Over the past year, Nepal has experienced a three-way struggle for power. Maoist insurgents seek to take over the country. The king has sought to consolidate authority in his own hands to fight the insurgents. An alliance of seven parties demands that parliamentary government be restored and has dallied with the Maoists in an attempt to gain political leverage.
U.S. officials say that unless a turnaround is engineered in six to eight months, Nepal will collapse into Maoist hands. Besides bringing more instability to South Asia, that would enhance ties between the Maoists in Nepal and anti-government insurgents in northern India, and possibly provide a new haven for terrorists.
The Bush administration has been cultivating new relations with India after decades in which India was among the world's leading nonaligned nations and often tilted toward the Soviet Union during the Cold War. President Bush is scheduled to visit New Delhi next month, and Nepal is certain to be on the agenda.
Soon after Fallon journeyed to Katmandu, the U.S. ambassador to Nepal, James F. Moriarty, delivered an unusually blunt address. He scolded the king and the political parties alike for failing to join hands to fight the 10-year Maoist insurgency in which 13,000 people have been killed. "There is no other practical, workable solution to your constitutional crisis," he said.
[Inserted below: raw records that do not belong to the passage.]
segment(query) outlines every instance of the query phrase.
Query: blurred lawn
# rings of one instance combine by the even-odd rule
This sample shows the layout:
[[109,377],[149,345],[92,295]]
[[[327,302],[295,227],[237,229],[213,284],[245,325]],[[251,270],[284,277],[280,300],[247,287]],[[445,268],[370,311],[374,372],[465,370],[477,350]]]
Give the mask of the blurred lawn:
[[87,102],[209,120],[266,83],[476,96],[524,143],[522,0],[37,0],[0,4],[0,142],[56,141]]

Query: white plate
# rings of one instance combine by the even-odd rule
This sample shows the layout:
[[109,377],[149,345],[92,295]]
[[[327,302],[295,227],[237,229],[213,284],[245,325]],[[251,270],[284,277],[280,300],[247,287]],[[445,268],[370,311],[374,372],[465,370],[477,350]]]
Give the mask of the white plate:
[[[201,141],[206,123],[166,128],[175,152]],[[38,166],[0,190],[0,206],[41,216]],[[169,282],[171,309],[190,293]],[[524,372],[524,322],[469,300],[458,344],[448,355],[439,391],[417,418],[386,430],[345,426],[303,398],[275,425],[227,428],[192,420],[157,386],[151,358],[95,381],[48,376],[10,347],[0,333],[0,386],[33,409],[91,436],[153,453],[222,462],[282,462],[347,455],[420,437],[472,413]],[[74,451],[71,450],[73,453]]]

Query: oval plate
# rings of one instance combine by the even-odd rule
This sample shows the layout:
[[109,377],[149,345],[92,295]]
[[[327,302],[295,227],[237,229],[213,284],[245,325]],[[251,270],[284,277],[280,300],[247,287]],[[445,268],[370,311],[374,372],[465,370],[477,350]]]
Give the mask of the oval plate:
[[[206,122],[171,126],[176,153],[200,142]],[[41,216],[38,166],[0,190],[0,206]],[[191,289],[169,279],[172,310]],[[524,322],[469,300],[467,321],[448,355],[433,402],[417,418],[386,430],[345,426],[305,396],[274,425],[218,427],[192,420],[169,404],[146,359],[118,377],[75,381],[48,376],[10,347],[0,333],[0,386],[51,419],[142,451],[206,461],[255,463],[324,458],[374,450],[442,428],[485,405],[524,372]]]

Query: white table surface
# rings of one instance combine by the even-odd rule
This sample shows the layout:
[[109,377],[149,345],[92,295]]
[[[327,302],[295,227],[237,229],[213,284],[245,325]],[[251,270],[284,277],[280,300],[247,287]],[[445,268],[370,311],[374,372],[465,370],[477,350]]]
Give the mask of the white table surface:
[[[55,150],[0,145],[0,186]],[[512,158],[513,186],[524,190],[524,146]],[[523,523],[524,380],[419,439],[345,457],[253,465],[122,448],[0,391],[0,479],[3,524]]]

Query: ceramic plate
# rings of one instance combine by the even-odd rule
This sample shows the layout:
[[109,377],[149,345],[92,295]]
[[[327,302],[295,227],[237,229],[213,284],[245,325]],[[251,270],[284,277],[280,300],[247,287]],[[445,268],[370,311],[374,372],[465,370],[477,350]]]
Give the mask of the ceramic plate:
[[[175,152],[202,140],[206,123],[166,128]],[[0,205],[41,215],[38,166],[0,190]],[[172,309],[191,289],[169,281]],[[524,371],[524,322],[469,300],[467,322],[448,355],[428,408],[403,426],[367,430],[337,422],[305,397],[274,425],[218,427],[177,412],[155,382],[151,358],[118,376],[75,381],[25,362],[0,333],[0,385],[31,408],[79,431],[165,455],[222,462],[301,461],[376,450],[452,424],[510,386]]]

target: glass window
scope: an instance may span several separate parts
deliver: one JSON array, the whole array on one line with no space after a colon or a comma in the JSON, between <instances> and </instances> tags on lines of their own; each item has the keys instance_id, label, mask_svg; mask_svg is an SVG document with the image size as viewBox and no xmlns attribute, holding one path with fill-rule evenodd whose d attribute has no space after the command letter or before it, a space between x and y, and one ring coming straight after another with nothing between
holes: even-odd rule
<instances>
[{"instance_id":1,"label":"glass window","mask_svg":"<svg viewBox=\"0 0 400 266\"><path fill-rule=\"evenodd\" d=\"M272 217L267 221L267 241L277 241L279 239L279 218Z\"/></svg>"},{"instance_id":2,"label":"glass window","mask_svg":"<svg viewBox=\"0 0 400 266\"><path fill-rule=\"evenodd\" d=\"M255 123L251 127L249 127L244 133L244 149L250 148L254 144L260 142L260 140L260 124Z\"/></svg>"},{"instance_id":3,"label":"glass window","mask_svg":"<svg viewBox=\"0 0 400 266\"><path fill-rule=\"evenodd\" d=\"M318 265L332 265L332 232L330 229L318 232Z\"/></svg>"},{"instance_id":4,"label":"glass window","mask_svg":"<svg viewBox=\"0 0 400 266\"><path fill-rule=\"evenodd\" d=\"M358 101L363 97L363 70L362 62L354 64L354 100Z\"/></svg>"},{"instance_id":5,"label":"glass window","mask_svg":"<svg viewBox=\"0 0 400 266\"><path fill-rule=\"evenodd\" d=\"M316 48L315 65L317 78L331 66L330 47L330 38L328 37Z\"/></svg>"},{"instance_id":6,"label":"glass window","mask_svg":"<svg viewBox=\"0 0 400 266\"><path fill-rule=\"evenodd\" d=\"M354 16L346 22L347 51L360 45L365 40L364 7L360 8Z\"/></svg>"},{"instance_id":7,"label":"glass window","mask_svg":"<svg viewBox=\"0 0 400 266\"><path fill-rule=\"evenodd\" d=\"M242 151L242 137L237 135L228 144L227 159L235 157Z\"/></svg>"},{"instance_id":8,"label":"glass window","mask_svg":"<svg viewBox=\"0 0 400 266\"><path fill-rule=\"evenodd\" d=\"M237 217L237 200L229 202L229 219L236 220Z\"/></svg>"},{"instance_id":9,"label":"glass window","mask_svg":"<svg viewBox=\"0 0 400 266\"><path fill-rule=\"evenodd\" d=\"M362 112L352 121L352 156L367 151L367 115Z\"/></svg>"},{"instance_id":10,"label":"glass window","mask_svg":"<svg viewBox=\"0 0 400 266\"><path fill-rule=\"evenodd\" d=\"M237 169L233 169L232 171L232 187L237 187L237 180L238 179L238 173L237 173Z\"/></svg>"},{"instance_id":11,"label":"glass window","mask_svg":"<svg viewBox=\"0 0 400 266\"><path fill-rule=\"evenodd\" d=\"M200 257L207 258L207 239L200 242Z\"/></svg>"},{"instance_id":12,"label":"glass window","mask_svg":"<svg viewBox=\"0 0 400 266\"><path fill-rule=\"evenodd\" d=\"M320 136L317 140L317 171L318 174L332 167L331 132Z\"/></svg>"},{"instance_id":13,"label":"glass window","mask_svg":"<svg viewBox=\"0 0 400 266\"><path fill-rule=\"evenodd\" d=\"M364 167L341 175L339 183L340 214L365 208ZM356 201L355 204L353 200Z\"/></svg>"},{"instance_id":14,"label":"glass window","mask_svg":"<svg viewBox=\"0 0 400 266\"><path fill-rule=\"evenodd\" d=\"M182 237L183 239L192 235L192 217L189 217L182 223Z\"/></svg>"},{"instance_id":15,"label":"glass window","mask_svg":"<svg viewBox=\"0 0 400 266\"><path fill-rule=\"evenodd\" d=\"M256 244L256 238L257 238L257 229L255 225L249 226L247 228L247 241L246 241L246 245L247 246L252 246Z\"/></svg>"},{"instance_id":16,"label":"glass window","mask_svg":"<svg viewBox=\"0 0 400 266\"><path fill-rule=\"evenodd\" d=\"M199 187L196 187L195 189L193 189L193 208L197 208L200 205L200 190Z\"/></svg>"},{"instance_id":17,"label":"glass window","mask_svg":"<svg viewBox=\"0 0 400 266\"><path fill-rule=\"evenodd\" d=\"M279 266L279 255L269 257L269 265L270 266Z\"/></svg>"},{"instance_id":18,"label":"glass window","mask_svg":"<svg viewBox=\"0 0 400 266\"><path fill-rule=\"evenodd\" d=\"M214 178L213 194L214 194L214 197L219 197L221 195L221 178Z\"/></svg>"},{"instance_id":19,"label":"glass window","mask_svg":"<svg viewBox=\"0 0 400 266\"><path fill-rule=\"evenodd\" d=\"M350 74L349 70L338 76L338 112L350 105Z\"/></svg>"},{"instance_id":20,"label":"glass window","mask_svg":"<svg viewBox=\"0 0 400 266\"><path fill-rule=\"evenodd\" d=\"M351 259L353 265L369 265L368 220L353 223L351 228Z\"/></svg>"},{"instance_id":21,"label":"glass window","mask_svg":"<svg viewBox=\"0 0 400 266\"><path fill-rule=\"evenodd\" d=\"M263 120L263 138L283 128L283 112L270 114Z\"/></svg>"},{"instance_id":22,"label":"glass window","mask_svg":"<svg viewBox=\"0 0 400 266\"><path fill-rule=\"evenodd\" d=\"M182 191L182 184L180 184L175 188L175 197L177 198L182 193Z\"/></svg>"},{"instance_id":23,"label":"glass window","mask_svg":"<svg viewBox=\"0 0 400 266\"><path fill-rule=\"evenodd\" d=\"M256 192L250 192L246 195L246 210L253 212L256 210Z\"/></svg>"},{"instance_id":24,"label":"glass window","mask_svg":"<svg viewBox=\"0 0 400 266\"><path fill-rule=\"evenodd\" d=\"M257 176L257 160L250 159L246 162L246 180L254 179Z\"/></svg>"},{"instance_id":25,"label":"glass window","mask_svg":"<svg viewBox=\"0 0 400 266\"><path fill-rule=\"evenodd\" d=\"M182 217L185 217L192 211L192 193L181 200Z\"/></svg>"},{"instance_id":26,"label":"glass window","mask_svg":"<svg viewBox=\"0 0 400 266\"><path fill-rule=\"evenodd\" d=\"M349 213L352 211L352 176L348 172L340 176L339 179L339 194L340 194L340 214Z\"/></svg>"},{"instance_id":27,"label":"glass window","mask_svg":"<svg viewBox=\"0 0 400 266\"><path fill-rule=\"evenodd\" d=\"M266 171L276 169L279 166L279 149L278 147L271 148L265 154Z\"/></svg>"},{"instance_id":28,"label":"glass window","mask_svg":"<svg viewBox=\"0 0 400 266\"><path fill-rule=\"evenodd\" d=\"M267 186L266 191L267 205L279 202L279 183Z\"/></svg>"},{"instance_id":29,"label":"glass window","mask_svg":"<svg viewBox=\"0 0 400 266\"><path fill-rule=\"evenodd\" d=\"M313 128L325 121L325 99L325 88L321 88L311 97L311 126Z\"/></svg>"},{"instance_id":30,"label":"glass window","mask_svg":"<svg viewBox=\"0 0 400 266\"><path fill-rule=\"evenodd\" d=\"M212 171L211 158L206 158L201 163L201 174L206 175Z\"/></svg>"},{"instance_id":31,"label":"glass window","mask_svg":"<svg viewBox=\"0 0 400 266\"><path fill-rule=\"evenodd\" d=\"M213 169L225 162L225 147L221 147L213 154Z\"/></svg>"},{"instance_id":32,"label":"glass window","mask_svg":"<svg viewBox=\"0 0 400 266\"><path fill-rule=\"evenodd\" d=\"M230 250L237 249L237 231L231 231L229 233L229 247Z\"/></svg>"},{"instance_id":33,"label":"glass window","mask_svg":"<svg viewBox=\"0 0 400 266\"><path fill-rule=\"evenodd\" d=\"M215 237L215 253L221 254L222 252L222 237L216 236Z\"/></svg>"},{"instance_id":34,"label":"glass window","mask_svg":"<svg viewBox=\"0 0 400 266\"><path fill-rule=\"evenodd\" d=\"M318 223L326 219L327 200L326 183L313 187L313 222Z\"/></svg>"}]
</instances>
About the same time, a spokesman for Secretary of State Condoleezza Rice abandoned the State Department's customary diplomatic stance to criticize the king for failing to "initiate a dialogue with the political parties. His continuing refusal to take these steps is leading his country further down the path of violence and disorder."
In response, King Gyanendra issued a statement last week in an apparent effort to reach out to the politicians opposing him. He called on "all willing political parties to come forth to fully activate, at the earliest, the stalled democratic process in the greater interest of the nation." A year ago, he dismissed the parliament after claiming that the government had been ineffective in fighting the Maoists.
The king's appeal was immediately rejected by leaders of the seven-party alliance. Sushil Koirala, vice president of the Nepali Congress party, was quoted in the English-language press in Katmandu as saying the king's call for dialogue was intended only to deceive people. "We will compromise neither with the king nor with the Maoists at the cost of democracy," he said.
For 10 years, the Maoists have rampaged through the Nepal countryside, murdering innocent civilians, conscripting young men and otherwise terrorizing the people. They threatened violence to candidates and voters in municipal elections earlier this month and were credited — or blamed — for keeping the turnout down to 20 to 25 percent.
U.S. officials with access to intelligence say no evidence has yet turned up that the Maoists are supported by China despite having taken their name from Mao Zedong, the revolutionary leader of the Chinese Communist Party. The Nepali insurgents, however, are reported to get some supplies and ammunition from insurgents next door in northern India.
Fallon suggested in an interview that despite the ordeals of Nepal, a few bright spots shone through. He found the king, with whom he met for 90 minutes, to be well-informed and articulate in arguing that security took priority. The admiral said Nepal's army, although guilty of sometimes violating human rights, had improved and was helping to hold the country together.
Ambassador Moriarty, however, berated the quarreling king and politicians equally, asserting that "so long as there is no coherent strategy in place to roll back the massive gains the Maoists have made over the past decade, the Maoists will rightfully conclude that they are winning.
"There certainly is no way for the parties or the king to successfully ride the Maoist tiger for their own advantage," Moriarty contended. "One could easily fall off ... and tigers get hungry."
Richard Halloran is a Honolulu-based journalist and former New York Times correspondent in Asia.